In this article, we share how we managed to improve Mask R-CNN performance six to ten times by applying TensorRT during work on one of our projects concerning practical implementations of convolutional neural networks.
Our developers have a keen interest in using image recognition technologies for various purposes. Convolutional neural networks (CNNs) and machine learning solutions like ImageNet, Facebook facial recognition, and image captioning have already achieved a lot of progress. The main goal of these technologies is to imitate human brain activity to recognize objects in images. However, there’s still room for improvement, as many errors still occur.
For instance, during work on one of our projects concerning practical implementations of convolutional neural networks, we encountered a challenge with increasing Mask R-CNN performance. In this article, we share how we managed to improve Mask R-CNN performance six to ten times by applying TensorRT.
This article may be useful for software developers and data scientists, particularly those who are solving image processing tasks using NVIDIA CUDA, cuDNN, and other machine learning frameworks.
Table of Contents
Over the past few years, deep learning has continued to expand and convolutional neural networks have been released, creating a revolution in image recognition.
The CNN is a class of artificial neural network that can be a powerful tool for solving various real-life tasks (low-traffic detection, human detection, or stationary object detection). In addition to image recognition, CNNs are constantly used for video recognition, recommendation systems, natural language processing, and other applications that involve data with a spatial structure.

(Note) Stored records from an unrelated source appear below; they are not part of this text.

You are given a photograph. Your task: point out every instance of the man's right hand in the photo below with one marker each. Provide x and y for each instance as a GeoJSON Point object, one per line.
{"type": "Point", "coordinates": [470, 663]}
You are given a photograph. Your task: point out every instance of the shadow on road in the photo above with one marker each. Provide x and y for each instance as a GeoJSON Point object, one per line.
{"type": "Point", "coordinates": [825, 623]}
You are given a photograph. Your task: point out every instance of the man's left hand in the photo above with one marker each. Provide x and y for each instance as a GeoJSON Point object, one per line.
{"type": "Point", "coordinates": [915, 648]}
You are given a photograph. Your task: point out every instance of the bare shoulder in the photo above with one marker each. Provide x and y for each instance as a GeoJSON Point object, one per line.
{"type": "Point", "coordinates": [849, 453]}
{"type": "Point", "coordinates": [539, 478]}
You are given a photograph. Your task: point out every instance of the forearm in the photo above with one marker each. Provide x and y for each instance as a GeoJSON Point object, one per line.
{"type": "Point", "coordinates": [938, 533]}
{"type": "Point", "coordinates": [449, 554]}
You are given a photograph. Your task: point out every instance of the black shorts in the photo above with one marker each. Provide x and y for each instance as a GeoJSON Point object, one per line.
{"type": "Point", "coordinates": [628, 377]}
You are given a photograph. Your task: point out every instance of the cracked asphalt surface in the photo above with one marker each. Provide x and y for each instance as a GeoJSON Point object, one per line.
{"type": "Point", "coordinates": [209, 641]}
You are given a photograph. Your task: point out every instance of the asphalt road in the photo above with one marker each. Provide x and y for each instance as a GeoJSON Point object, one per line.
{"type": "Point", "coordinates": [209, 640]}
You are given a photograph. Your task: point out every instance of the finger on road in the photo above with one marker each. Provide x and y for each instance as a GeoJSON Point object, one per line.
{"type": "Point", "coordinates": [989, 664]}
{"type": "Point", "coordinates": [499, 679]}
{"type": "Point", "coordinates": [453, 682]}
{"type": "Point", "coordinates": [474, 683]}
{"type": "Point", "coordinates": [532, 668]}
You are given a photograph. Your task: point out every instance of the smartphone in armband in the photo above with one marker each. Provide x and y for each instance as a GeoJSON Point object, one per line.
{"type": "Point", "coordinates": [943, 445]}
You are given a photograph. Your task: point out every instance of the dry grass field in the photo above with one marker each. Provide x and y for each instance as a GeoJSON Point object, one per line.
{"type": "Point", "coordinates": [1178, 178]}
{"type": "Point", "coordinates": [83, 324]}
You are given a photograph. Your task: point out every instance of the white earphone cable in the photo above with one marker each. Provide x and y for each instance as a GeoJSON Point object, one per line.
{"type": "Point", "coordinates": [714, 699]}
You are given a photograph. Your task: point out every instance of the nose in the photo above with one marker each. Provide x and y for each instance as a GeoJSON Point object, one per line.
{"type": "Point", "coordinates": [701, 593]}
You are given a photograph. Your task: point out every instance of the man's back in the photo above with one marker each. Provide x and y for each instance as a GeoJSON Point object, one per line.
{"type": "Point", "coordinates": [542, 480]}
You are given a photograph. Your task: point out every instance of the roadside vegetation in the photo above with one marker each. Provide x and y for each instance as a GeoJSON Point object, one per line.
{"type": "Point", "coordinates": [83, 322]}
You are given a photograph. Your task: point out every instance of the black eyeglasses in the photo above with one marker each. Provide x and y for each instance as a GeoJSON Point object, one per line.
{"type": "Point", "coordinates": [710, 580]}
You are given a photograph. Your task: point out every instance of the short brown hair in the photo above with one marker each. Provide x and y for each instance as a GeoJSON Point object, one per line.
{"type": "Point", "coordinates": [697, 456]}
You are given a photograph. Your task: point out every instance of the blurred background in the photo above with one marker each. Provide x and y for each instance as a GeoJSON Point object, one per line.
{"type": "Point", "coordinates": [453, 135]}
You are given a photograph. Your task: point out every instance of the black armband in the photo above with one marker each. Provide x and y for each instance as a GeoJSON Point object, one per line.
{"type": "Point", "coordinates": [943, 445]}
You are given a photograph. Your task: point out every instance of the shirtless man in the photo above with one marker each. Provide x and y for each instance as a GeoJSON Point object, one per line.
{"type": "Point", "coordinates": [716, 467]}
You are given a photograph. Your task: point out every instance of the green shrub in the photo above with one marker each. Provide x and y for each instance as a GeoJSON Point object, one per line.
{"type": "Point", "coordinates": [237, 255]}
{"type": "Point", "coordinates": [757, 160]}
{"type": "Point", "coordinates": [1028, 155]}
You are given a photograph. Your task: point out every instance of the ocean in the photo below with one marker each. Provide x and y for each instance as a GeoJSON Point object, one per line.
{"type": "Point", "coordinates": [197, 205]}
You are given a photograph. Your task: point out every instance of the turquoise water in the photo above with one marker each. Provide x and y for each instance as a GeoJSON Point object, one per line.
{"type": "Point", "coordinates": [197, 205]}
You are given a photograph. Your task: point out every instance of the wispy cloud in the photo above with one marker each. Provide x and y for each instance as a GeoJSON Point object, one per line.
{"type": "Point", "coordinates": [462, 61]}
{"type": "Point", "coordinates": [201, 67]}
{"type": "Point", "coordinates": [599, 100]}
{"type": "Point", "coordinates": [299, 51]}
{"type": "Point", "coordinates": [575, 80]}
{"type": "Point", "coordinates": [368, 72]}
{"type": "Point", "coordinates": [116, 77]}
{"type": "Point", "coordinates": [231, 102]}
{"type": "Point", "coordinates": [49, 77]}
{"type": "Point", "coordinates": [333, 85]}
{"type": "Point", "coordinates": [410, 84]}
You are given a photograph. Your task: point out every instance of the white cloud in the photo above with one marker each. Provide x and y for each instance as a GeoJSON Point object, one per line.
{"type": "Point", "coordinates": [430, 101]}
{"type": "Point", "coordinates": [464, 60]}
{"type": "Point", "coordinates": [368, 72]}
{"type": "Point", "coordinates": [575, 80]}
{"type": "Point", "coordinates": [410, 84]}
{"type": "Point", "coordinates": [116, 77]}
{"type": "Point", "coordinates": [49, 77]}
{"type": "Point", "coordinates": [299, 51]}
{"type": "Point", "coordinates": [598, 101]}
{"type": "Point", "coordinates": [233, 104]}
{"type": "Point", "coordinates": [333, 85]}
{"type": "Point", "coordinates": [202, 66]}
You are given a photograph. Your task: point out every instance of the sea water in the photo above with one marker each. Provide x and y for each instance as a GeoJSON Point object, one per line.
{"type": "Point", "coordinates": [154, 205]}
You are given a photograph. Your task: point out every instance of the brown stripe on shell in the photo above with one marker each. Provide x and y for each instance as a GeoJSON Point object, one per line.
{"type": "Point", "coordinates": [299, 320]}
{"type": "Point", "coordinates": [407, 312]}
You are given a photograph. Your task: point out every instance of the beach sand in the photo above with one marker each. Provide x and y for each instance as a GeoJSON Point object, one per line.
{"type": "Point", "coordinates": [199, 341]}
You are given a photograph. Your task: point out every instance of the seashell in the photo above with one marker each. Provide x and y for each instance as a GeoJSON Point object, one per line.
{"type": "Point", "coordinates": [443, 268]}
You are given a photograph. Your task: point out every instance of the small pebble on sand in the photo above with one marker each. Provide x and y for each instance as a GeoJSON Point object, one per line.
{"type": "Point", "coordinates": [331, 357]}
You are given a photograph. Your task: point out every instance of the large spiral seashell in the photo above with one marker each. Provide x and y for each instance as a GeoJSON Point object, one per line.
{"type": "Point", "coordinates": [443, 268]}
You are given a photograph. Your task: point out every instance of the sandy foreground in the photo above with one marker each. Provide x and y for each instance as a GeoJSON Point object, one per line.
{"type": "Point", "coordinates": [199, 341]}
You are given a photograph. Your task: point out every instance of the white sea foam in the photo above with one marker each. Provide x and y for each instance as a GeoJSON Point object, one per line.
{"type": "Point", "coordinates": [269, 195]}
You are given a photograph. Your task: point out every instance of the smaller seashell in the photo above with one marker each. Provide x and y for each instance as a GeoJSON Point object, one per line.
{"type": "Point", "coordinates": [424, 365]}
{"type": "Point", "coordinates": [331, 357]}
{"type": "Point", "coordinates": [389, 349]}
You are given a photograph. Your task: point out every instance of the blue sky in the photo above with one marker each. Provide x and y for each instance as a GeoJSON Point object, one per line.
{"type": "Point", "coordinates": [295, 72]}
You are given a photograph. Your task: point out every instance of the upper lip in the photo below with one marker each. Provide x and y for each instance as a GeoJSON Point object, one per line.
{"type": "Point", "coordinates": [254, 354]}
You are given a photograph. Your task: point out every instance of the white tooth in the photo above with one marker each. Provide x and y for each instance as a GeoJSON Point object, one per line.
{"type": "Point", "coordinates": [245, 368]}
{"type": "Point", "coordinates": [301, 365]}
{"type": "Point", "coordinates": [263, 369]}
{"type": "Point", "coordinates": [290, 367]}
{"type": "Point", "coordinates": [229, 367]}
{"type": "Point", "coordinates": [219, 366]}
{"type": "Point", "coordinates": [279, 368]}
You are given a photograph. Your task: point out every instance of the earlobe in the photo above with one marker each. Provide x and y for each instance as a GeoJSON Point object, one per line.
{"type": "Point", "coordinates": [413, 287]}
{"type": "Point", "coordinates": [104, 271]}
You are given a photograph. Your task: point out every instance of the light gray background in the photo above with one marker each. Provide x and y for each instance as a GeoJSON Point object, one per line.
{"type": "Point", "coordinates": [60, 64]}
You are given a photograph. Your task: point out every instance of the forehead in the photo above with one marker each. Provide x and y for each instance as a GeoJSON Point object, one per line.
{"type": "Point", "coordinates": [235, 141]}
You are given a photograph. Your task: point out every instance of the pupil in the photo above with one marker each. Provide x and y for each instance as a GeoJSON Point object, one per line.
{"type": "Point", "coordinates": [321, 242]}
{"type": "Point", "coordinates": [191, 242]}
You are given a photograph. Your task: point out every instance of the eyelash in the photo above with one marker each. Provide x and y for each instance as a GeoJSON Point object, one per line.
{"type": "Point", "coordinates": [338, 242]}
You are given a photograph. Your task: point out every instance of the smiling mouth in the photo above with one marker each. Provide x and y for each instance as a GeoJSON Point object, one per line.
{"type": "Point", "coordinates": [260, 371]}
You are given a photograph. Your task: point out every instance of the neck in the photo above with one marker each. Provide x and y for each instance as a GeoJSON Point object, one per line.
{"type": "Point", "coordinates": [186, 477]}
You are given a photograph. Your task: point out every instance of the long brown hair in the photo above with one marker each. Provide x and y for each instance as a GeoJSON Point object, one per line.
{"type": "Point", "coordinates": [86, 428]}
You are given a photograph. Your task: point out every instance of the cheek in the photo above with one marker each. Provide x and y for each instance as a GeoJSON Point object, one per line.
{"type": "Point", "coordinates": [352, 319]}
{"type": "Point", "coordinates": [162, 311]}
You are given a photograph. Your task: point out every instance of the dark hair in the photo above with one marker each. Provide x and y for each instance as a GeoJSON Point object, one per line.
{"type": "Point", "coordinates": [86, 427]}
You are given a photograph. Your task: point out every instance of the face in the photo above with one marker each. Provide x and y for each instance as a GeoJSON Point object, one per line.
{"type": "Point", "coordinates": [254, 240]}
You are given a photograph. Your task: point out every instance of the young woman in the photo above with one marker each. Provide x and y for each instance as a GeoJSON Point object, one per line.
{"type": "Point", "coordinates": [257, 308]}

A CNN is an artificial neural network with a special architecture that uses relatively little pre-processing compared to other image classification algorithms. This means that the network learns the filters that in traditional algorithms were engineered by hand. A CNN is unidirectional and fundamentally multi-layered. It provides partial resistance to scale changes, offsets, turns, angle changes, and other distortions. Separation from human effort and independence in prior knowledge in future design are the central advantages of this type of network.
Region-based convolutional neural networks (R-CNNs) and fully convolutional networks (FCNs) are the most recent types of convolutional neural networks. Both have been influential in semantic segmentation and object detection, helping to solve image processing problems related to detecting sports fields, detecting buildings, and generating vector masks from raster data.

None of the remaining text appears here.